XIII.
Van de lente en de stekelbaarsjes.
Nu is het eindelijk voorjaar geworden. Wat een klagen en lamenteeren om je heen een dag of wat geleden nog; je werd er melankoliek van, het was of de menschen in Holland nog nooit van de spreekwoordelijke volgorde van regen en zonneschijn hadden gehoord.
De planten en dieren wrokken niet, als de lente 't ze al te hard te verantwoorden geeft; ze staken unaniem met het lentewerk en zonder gevaar voor fiasco. Hun reservekas ís altijd goed gevuld en 't moet al bar zijn, als een plant 't aflegt om kou of regen.
Een enkele is 't nog aan te zien, dat er een paar weken lang geen zonnetje heeft geschenen en er tusschenbeiden 's nachts een ijzig windje woei. Er staan kamperfoeliestruiken die werkelijk een verdacht imitatie-thee-achtig tintje toonen, verfrummeld en zwart als ze aan de dunne twijgjes ritselden.

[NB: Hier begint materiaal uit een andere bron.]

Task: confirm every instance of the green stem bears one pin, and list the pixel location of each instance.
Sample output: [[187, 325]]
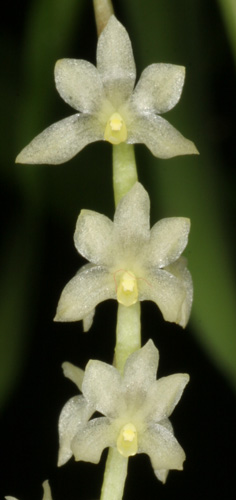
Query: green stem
[[124, 170], [115, 476], [128, 333], [103, 10], [128, 336]]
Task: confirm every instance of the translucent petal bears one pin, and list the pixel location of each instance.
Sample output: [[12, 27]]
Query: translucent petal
[[89, 444], [62, 141], [167, 291], [74, 416], [131, 220], [88, 320], [162, 447], [102, 387], [74, 373], [161, 474], [163, 396], [115, 62], [159, 88], [163, 140], [79, 84], [46, 491], [94, 237], [92, 285], [168, 240], [180, 271], [141, 368]]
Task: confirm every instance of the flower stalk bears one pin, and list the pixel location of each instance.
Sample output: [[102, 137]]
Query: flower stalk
[[124, 170], [114, 476], [128, 333]]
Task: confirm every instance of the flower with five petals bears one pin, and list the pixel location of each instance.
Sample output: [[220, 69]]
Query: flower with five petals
[[108, 107], [136, 409], [129, 262]]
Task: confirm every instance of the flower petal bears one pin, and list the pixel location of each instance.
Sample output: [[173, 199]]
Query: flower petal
[[79, 84], [167, 291], [62, 140], [89, 444], [168, 240], [94, 237], [74, 373], [115, 62], [163, 396], [180, 271], [102, 387], [131, 220], [46, 491], [163, 140], [159, 88], [141, 368], [90, 286], [88, 320], [162, 447], [74, 416]]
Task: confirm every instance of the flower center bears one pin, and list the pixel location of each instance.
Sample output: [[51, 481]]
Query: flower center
[[127, 442], [127, 290], [115, 131]]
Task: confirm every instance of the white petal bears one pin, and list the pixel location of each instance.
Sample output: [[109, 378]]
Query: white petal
[[79, 84], [92, 285], [46, 491], [62, 141], [163, 396], [88, 320], [167, 291], [131, 220], [162, 448], [74, 416], [163, 140], [141, 368], [94, 237], [180, 271], [74, 373], [102, 387], [159, 88], [115, 62], [89, 444], [161, 474], [168, 240]]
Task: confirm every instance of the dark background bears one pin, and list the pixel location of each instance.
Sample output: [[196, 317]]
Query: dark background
[[40, 205]]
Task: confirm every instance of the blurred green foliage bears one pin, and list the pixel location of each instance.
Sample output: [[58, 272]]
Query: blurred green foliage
[[185, 32]]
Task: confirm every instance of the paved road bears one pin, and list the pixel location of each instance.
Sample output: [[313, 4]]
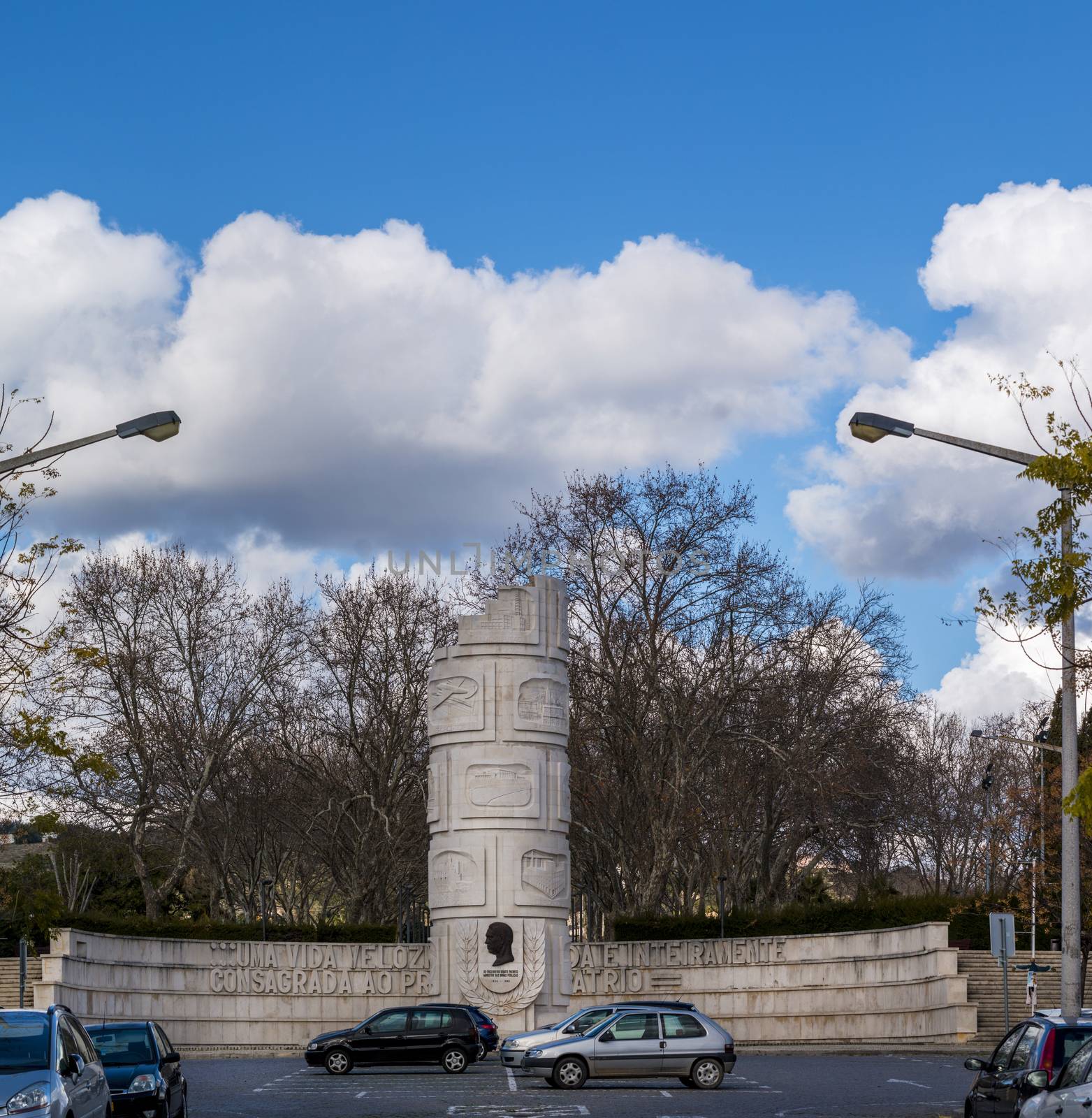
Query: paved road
[[764, 1087]]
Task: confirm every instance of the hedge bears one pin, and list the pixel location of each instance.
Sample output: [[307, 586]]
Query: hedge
[[968, 920]]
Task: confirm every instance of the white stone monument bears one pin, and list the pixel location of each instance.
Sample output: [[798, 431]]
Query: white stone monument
[[499, 880]]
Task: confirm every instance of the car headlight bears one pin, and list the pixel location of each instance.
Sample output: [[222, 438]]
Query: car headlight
[[30, 1098]]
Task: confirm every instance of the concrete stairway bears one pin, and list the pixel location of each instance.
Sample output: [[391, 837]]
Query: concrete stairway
[[9, 982], [986, 991]]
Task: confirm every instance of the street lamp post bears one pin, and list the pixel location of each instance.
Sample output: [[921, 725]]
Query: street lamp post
[[871, 428], [156, 426], [720, 900]]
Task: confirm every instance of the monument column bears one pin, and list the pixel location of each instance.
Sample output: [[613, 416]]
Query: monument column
[[499, 808]]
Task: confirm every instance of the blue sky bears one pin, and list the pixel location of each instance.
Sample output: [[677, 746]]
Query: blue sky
[[818, 145]]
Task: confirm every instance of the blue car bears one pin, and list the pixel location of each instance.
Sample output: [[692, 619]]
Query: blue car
[[50, 1067], [145, 1071]]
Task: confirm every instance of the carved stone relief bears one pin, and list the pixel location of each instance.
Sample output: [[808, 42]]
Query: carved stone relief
[[500, 785], [455, 879], [456, 702], [544, 872], [542, 704]]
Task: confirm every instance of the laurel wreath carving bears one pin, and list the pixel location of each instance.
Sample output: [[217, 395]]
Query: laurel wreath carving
[[521, 996]]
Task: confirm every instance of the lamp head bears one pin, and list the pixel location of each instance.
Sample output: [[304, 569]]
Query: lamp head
[[156, 425], [872, 428]]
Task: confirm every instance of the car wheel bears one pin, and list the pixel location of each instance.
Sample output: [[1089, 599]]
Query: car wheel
[[569, 1073], [454, 1060], [708, 1075], [337, 1062]]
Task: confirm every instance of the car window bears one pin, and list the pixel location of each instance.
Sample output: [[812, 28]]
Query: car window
[[678, 1026], [592, 1017], [83, 1043], [1022, 1054], [24, 1041], [123, 1045], [1072, 1039], [66, 1047], [432, 1020], [1078, 1065], [1004, 1051], [637, 1026], [393, 1021]]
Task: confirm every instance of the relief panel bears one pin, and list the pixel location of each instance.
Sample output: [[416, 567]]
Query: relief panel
[[512, 618], [500, 786], [456, 878], [544, 878], [542, 704], [456, 700]]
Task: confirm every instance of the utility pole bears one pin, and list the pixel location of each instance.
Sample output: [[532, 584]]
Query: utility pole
[[1071, 827], [987, 786], [871, 428]]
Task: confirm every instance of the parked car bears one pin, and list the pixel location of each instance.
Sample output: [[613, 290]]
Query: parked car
[[143, 1069], [1071, 1095], [50, 1067], [486, 1026], [514, 1047], [632, 1045], [1031, 1054], [409, 1034]]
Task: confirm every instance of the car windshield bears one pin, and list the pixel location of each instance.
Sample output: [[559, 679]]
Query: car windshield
[[122, 1045], [24, 1041]]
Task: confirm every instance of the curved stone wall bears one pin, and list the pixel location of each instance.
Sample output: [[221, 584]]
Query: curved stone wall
[[220, 996]]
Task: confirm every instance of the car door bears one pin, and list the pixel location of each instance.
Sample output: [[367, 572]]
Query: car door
[[428, 1033], [984, 1094], [99, 1090], [682, 1043], [1007, 1097], [1072, 1089], [381, 1040], [629, 1047], [173, 1073], [80, 1094]]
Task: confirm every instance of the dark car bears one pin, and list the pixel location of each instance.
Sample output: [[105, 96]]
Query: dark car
[[142, 1068], [446, 1036], [1013, 1073], [486, 1026]]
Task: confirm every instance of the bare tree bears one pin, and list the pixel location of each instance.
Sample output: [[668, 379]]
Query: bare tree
[[162, 660]]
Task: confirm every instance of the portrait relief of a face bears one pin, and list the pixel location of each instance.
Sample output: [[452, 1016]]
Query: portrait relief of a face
[[499, 943]]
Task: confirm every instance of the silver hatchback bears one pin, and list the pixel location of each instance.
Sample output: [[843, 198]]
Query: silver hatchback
[[50, 1067], [514, 1047], [636, 1045]]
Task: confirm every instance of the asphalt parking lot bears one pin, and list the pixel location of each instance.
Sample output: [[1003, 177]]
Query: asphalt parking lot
[[764, 1087]]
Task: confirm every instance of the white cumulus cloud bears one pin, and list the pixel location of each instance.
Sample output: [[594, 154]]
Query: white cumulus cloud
[[357, 393]]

Maar kamperfoelie en treurwilgen zijn hachjes en lang niet sterk; eschdoorns en kastanjes, peren en kersen ontplooien van de week extra-knopjes; de beuken hebben eindelijk hun lange bruine knoppen uiteengeschoven, de kunstig gevouwen blaadjes gluren uit de windsels; tikkelend dwarrelden de smalle schubjes neer en plekken den bemosten boschvloer met warme okertinten.